Some of the most prime lakefront residential sections in Queenstown are for sale on Kelvin Peninsula.
The 18 sections, and another 15 being released later, adjoin Lake Wakatipu’s Frankton Arm between the Hilton hotel complex and the Kingston highway south of the Kawarau Falls Bridge.
The subdivision, called Lake’s Edge, is being developed by Winton Partners NZ Ltd, whose director Michaela Meehan recently shifted from Sydney to Queenstown.
The company bought the undeveloped stages two and three of Kawarau Falls Station – four hectares – from the receivers of Auckland developer Nigel McKenna’s Peninsula Road Ltd.
McKenna’s Kawarau Falls stage one companies also crashed but financier Bank of Scotland International continued to build the Hilton hotel complex, which opened in 2011.
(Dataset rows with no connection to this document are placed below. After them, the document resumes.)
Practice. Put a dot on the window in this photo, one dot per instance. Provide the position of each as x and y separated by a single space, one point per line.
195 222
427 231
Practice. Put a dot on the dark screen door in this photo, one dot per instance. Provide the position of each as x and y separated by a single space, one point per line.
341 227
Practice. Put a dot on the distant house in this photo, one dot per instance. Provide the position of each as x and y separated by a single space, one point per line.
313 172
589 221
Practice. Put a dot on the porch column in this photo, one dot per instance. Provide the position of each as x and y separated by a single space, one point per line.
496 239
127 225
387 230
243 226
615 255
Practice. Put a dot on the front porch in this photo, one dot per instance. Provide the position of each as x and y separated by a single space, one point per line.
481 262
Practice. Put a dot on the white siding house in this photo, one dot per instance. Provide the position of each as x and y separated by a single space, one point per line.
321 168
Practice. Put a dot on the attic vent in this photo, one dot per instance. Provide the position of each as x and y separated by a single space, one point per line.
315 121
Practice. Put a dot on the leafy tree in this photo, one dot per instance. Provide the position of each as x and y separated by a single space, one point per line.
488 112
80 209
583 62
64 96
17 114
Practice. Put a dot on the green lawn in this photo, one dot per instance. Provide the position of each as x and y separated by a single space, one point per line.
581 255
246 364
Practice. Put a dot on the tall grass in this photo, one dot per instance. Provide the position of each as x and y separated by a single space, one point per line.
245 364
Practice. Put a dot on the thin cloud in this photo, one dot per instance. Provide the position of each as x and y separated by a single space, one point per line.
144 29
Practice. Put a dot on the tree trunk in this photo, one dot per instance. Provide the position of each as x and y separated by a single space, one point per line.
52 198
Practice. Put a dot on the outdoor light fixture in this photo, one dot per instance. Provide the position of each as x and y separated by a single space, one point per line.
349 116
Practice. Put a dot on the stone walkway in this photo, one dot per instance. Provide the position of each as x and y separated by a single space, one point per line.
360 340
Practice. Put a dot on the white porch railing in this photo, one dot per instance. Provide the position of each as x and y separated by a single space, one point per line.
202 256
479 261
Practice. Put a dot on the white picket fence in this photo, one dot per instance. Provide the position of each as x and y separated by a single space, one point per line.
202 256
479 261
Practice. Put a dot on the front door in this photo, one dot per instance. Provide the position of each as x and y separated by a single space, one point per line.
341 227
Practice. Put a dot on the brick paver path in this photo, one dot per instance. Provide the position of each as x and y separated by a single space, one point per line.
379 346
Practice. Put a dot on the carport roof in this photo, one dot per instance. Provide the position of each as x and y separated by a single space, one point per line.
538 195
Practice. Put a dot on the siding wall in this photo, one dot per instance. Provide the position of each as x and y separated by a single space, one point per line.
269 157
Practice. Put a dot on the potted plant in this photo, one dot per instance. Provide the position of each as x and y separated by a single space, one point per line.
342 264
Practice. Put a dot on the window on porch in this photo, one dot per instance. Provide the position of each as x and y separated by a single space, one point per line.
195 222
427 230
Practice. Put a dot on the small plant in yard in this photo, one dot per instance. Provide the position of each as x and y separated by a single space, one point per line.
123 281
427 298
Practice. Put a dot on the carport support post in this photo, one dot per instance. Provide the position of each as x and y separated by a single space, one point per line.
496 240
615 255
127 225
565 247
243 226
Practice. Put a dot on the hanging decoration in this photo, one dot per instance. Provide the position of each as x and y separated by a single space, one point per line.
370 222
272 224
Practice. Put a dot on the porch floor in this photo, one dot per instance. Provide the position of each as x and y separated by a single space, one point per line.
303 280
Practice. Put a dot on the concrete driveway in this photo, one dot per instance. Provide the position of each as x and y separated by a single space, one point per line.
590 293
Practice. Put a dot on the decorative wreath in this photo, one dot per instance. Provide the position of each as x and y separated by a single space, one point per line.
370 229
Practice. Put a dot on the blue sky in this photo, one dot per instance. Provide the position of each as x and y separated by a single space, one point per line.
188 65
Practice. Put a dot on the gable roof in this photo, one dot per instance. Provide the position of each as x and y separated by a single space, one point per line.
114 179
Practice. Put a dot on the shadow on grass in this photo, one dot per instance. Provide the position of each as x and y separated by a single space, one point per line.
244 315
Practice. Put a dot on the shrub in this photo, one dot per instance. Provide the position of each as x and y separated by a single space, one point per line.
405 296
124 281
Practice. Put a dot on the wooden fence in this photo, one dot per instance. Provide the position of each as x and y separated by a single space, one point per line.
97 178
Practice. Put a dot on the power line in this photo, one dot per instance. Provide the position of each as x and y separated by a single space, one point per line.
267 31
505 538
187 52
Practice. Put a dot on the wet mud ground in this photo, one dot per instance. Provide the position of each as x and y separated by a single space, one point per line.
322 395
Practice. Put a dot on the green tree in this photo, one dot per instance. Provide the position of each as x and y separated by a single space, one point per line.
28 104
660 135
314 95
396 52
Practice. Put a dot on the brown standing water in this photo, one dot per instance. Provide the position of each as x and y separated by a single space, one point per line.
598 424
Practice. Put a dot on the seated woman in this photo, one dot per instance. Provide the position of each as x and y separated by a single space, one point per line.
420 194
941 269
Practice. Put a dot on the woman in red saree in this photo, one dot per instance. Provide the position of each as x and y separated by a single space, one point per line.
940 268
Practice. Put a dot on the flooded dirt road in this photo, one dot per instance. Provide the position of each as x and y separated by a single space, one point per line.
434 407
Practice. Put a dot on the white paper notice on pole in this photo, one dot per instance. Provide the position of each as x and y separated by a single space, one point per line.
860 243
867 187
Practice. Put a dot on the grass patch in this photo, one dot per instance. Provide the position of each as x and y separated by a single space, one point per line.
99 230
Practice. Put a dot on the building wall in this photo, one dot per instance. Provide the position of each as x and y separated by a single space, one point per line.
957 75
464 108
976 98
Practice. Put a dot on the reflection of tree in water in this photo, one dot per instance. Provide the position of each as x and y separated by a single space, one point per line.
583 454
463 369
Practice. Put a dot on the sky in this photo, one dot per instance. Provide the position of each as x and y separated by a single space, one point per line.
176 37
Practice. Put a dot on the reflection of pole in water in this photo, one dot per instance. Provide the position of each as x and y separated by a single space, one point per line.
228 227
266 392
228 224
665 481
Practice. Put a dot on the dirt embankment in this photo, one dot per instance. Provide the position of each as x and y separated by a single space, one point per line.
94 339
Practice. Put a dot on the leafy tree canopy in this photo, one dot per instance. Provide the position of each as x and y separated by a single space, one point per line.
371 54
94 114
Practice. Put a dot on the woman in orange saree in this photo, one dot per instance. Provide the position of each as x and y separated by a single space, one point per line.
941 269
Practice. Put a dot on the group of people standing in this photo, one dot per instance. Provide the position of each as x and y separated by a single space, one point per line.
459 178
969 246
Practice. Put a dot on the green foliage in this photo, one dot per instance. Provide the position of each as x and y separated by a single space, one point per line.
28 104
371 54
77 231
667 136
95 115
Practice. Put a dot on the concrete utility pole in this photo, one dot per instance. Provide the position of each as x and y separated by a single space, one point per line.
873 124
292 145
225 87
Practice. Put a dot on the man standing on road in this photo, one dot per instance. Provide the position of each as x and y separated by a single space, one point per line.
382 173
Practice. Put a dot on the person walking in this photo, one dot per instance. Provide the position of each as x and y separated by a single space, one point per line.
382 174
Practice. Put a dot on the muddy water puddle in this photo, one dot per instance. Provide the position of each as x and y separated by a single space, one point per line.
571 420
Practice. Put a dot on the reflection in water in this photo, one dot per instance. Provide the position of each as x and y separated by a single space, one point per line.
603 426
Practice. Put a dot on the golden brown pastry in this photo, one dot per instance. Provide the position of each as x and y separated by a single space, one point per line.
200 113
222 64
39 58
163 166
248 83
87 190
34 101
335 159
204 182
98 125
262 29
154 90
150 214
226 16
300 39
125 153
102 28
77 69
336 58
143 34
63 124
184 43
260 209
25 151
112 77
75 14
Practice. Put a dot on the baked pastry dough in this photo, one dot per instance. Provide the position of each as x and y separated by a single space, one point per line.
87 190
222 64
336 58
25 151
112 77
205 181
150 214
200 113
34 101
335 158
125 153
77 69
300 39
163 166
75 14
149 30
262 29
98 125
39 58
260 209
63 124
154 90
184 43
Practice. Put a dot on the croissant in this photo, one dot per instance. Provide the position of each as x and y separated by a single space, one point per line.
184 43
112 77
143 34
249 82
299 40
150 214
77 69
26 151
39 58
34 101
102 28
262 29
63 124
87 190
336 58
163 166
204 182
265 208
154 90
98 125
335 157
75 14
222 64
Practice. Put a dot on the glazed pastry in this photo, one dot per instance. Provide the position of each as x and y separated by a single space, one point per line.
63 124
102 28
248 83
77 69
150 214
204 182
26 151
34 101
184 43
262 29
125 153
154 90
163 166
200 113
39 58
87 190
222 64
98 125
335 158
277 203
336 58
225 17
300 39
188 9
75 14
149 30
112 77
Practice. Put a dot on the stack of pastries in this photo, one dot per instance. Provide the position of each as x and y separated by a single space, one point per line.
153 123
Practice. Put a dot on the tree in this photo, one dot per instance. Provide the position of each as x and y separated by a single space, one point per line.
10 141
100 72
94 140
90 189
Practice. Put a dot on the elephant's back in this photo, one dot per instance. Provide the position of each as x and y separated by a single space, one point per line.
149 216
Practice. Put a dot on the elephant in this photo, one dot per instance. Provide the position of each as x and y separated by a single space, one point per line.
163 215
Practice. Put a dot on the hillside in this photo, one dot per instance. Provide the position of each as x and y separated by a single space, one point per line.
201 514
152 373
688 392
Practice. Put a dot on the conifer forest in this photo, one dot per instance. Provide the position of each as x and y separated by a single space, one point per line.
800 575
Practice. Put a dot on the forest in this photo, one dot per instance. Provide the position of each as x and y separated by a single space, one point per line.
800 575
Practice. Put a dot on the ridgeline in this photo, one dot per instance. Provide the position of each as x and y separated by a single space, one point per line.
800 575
Stages two and three are consented for another three hotels but the developer is starting with the residential development.
Lake’s Edge sections range from 515 square metres to 1047sq m and are priced from $500,000.
A few lakefront sections are priced at over $1 million.
Titles are expected to be issued next year.
Ray White Queenstown is marketing the subdivision as “Queenstown’s best lakefront development”.
Nowhere in the area has such amazing views and location, salesperson Cameron Reed says.
“Opportunities to own and build on sections as unique as Lake’s Edge simply don’t exist.
“From the absolute lakefront sections to the elevated sites with stunning views, each offer that something extra special, with design guidelines that will protect the views from all sections.”
Ray White did a soft launch of the development at the recent NZ Open golf tournament at Arrowtown and this weekend is releasing it on-site, from noon on Saturday.
Reed tells Mountain Scene: “The feedback we had during the NZ Open was fantastic and people are excited to get on-site and gather more information about the development.”
Lake’s Edge is also situated within the original Kawarau Falls Station, where runholder William Gilbert Rees, the founder of Queenstown, built a colonial-style homestead in 1863.
The run-down homestead was demolished in 1986 by the Dunedin Methodist Mission, which at the time ran a holiday camp on the property.
Under the existing resource consent issued to McKenna, the stage two/three development will include a precinct known as Rees Place.
This will comprise the last two remaining buildings built by Rees – a small dairy and a relocated meat store – along with two original laurel hedges, historic trees and interpretation panels.